Case ID: so2d_417/html/0323-01.html
Source: Caselaw Access Project
Author: {"author": "PER CURIAM.", "license": "Public Domain", "url": "https://static.case.law/"}
Date Created: 2024-08-24T03:29:51.129683

PALM BEACH NEWSPAPERS, INC., a Florida corporation, Daniel J. Mahoney, Jr., Thomas A. Kelly and Gary Blankenship, jointly and severally, Petitioners, v. Joe I. PARKER, Respondent.
    No. 82-291.
    District Court of Appeal of Florida, Fourth District.
    July 28, 1982.
    Talbot D’Alemberte and Thomas R. Julin of Steel, Hector & Davis, Miami, and Florence Beth Snyder, West Palm Beach, for petitioners.
    Thomas A. Burford of Burford and Still, P. A., West Palm Beach, for respondent.
   PER CURIAM.

By petition for certiorari, Palm Beach Newspapers, Inc., asks this court to review the trial judge’s denial of its motion for summary judgment in a libel suit.

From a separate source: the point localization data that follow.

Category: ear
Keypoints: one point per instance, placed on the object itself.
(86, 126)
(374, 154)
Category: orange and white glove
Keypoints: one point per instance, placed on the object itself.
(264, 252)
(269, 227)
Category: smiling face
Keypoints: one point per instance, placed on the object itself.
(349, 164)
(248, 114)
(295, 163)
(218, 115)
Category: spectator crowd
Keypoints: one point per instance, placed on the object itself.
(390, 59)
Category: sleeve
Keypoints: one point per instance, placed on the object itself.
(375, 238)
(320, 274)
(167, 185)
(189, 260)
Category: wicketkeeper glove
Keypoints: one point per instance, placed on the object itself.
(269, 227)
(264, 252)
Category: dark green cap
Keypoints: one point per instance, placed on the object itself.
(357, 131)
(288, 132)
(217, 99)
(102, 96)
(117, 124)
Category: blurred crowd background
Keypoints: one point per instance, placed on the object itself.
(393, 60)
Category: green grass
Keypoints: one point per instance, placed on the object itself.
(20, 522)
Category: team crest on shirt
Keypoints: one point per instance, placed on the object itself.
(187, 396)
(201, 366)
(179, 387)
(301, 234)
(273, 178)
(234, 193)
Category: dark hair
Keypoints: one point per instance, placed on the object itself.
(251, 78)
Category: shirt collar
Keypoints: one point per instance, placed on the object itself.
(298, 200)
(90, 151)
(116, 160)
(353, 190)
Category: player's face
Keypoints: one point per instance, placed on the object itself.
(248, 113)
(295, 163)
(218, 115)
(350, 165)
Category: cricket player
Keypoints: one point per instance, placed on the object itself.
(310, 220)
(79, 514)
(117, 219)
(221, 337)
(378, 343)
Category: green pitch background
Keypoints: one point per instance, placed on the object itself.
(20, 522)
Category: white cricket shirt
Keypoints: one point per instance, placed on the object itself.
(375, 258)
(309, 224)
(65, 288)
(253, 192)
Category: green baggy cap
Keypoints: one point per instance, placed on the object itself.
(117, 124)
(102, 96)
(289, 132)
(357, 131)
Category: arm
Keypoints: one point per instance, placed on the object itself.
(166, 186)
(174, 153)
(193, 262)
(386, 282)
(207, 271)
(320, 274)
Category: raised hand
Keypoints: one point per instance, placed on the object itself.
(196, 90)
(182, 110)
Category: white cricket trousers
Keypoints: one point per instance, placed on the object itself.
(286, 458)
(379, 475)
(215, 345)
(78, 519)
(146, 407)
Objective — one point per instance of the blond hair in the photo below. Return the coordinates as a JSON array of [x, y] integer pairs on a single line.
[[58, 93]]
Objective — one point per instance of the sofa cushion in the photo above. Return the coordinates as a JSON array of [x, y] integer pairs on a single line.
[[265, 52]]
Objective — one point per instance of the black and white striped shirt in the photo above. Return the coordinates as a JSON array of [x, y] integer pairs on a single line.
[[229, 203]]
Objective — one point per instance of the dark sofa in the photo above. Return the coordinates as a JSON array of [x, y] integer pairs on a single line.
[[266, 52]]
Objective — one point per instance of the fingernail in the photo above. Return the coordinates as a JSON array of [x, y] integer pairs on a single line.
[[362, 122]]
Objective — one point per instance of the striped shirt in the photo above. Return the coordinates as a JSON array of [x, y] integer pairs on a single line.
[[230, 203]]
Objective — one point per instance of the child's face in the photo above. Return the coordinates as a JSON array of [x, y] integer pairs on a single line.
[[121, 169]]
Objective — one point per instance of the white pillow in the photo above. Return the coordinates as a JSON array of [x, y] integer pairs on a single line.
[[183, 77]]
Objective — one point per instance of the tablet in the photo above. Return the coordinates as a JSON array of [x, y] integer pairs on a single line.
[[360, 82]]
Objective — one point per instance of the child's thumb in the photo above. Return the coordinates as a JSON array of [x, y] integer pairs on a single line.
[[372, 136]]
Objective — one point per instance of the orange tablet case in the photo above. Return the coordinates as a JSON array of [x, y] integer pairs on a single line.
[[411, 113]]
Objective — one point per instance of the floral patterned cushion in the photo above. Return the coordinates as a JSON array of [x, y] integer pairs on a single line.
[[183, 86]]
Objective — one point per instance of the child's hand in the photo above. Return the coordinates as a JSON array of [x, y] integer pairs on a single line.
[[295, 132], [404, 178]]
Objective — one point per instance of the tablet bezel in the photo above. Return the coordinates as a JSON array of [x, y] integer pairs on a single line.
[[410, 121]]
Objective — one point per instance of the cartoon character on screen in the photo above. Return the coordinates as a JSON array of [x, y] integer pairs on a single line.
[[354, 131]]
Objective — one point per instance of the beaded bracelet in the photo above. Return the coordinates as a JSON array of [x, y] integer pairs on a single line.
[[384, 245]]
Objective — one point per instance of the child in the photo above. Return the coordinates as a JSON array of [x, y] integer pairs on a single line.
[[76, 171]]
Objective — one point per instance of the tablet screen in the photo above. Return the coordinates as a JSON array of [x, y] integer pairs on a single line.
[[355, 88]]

Petitioner must demonstrate both a departure from the essential requirements of law, and the lack of an adequate remedy by appeal. We conclude the trial court did not depart from the essential requirements of law by denying summary judgment and that petitioner has failed to demonstrate the lack of an adequate remedy by appeal. Gadsden County Times, Inc. v. Home, 382 So.2d 347 (Fla. 1st DCA 1980). We deny certiorari.

Petitioner points out that since Gertz v. Robert Welch, Inc., 418 U.S. 323, 94 S.Ct. 2997, 41 L.Ed.2d 789 (1974), the Florida Supreme Court has not announced the standard of fault applicable to a media defendant in a libel suit brought by a private individual. Petitioner contends that because no clear law exists to govern the case sub judice that we should announce a standard of fault. The trial court, at petitioner’s request, certified this question to us.

Florida Rule of Appellate Procedure 4.6 (1962) and its predecessors provided for certification by a trial court to “the Court” of a question of law determinative of the cause and without controlling precedent in this state. After the creation of the District Courts of Appeal, this rule was interpreted to permit certification by the trial courts to the District Courts. The 1977 revision of the Florida Rules of Appellate Procedure, as amended in 1980, provides for discretionary jurisdiction in the Supreme Court to pass upon questions certified by the District Courts. Fla.R.App.P. 9.030(a)(2). No similar provision appears in Rule 9.030(b) governing the jurisdiction of the District Courts of Appeal. We conclude that subject matter jurisdiction to answer certified questions does not exist in this court under the present rules, and decline to answer the question.

PETITION FOR WRIT OF CERTIORA-RI DENIED.

BERANEK, HURLEY and DELL, JJ., concur.